Nardjes A.

Algeria 1962. Scenes of mass jubilation. The Algerian people under the leadership of the National Liberation Front (FLN) have thrown off the yoke of French colonialism and gained independence.

Cut to February 2019. Although things have got better, the shine of liberation is starting to fade. President Abdelaziz Bouteflika has announced that he is to stand for a fifth term, and people have swarmed onto the streets against his presidency and state corruption. The Revolution of Smiles has just begun.

Nardjes A. follows one young woman, Nardjes, for one day of the protests – 8 March, International Women’s Day. Nardjes wears dangly earrings, lipstick and a Phil Oakey haircut. Her fingernails are painted bright red, apart from one black nail on each hand. Like many protesters, she has an Algerian flag tied to her back.

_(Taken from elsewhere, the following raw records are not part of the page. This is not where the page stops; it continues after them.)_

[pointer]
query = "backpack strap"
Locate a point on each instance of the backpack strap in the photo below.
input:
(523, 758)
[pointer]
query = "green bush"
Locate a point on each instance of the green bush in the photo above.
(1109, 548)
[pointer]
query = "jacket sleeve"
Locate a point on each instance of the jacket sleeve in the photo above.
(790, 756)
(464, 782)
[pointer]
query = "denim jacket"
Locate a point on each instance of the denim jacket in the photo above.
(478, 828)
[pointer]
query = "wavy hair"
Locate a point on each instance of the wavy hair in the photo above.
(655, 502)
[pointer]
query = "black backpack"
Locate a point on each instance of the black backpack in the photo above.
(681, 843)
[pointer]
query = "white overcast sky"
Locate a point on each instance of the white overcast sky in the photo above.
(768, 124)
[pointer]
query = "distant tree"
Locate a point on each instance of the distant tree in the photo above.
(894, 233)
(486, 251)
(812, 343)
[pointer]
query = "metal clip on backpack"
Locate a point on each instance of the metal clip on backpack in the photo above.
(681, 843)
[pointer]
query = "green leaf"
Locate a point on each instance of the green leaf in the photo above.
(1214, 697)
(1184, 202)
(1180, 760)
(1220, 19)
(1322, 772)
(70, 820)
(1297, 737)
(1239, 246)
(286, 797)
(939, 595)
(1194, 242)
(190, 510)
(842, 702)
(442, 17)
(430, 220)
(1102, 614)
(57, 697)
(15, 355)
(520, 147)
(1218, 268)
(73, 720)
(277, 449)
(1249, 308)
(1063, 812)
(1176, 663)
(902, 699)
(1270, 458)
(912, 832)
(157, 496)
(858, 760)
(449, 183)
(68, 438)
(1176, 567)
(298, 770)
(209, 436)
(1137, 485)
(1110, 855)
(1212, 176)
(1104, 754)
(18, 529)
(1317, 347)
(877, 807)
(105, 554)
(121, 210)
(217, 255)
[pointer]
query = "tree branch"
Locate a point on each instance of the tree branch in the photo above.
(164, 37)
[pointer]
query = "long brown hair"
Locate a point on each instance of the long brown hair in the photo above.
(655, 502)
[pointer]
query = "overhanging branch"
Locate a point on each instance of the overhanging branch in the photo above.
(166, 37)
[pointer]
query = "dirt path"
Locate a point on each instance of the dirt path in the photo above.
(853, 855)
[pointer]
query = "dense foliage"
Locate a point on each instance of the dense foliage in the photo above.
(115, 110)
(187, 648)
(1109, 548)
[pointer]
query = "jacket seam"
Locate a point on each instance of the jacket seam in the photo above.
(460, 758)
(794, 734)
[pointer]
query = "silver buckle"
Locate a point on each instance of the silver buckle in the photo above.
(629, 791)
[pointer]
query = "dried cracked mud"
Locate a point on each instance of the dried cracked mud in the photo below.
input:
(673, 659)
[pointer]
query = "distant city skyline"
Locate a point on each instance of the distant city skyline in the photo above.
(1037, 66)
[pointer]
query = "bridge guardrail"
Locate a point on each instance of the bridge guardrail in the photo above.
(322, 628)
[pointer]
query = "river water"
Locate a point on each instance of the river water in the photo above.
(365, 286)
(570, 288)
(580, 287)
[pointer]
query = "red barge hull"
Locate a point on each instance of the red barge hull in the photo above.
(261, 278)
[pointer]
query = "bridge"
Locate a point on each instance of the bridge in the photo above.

The film is a snapshot of the revolution which forced Bouteflika to stand down. It is joyous and colourful – overhead shots show the predominantly red headgear in among all the Green-White-Red flags. It is also utterly chaotic – Nardjes keeps finding and losing friends, frantically ringing them to make sure they’re ok.

Mobile phones also predominate taking pictures. Groups of demonstrators take selfies holding flags and banners in front of a row of blue riot cops. People photograph each other’s home made banners. People of different ages and sexes intermingle joyfully, and it all looks so much fun.

Later, Nardjes catches a lift. In the car she sings along with contemporary songs which refer back to the FLN when it was still a revolutionary organisation. She meets up with friends who discuss how the day went, and whether organ donorship is Haram. They eat, they laugh, and then they go dancing.

Nardjes A. does not discuss strategy or how the protests might win. Nor should it have to – there can be other films and pamphlets for that. Rather, it shows the young protesters as they are, not as you might like them to be.

So, Nardjes is shocked when she hears that one of her friends was at the protests in front of the Presidential Palace. Wasn’t that dangerous? Is that what we really want to do? You get a real sense that Nardjes is very clear about what needs to be changed in Algerian society, but doesn’t give much thought as to how this change can be effected. In this sense, the film honestly shows the confused mood at the start of the protests, rather than suggesting that most protesters already had a fully formed strategy in their head.

Throughout the film there is the sense that everyone is in imminent danger – as well as her friends Nardjes regularly phones her mother. If her mother had her way, Nardjes would stay at home – her family have taken part in previous social upheavals in Algeria, and she feels very protective for her daughter. At the same time she seems proud of her reluctantly active daughter, who is representing her on the streets.

One of the first thing I did after watching the film was to try and contact my old friend Omnia. I first met Omnia at a political conference in Cairo. She wasn’t attending, but was with a group of local journalism students. We kept contact after I returned to Berlin, but whenever we started to talk about Egyptian politics, Omnia became guarded, wary that state forces were listening in.

Then Hosni Mubarak was overthrown, and I returned once more to Egypt. Omnia was central to setting up meetings in her home town of Tanta – with everyone from the Muslim Brotherhood to social democrats to trade unionists in the nearby Mahalla textile factory to friends of hers who did voluntary work for Islamic charities. Omnia did not lead the Arab Spring, but it would not have been possible without people like her.

One day, out of the blue, Omnia sent me a message: “I’ve lived under a dictatorship all my life. It just isn’t fair”. This is something she would never have written before Mubarak’s fall. Read in isolation, it doesn’t seem particularly radical, but it was the simple sense of injustice that caused Omnia and many people like her to actually change the world.

As with Omnia, so with Nardjes. Throughout the film, she explains her everyday existence in voiceover. Nardjes is not a natural radical – she would rather go dancing – but she feels compelled to protest because things cannot carry on in the same way.

Originally, director Karim Ainouz just wanted to make a general documentary about the country in which his father was born. Then he got caught up in the middle of a peaceful revolution and met people like Nardjes. This happenstance is something that we can only celebrate.

The end credits explain that although Bouteflika is gone, many of the old power structures are still there and the fight goes on. For all her desire to just live a normal life, you can bet that Nardjes and many people like her are going to be pulled into further struggles. Let’s hope that Ainouz sticks around to film the further developments.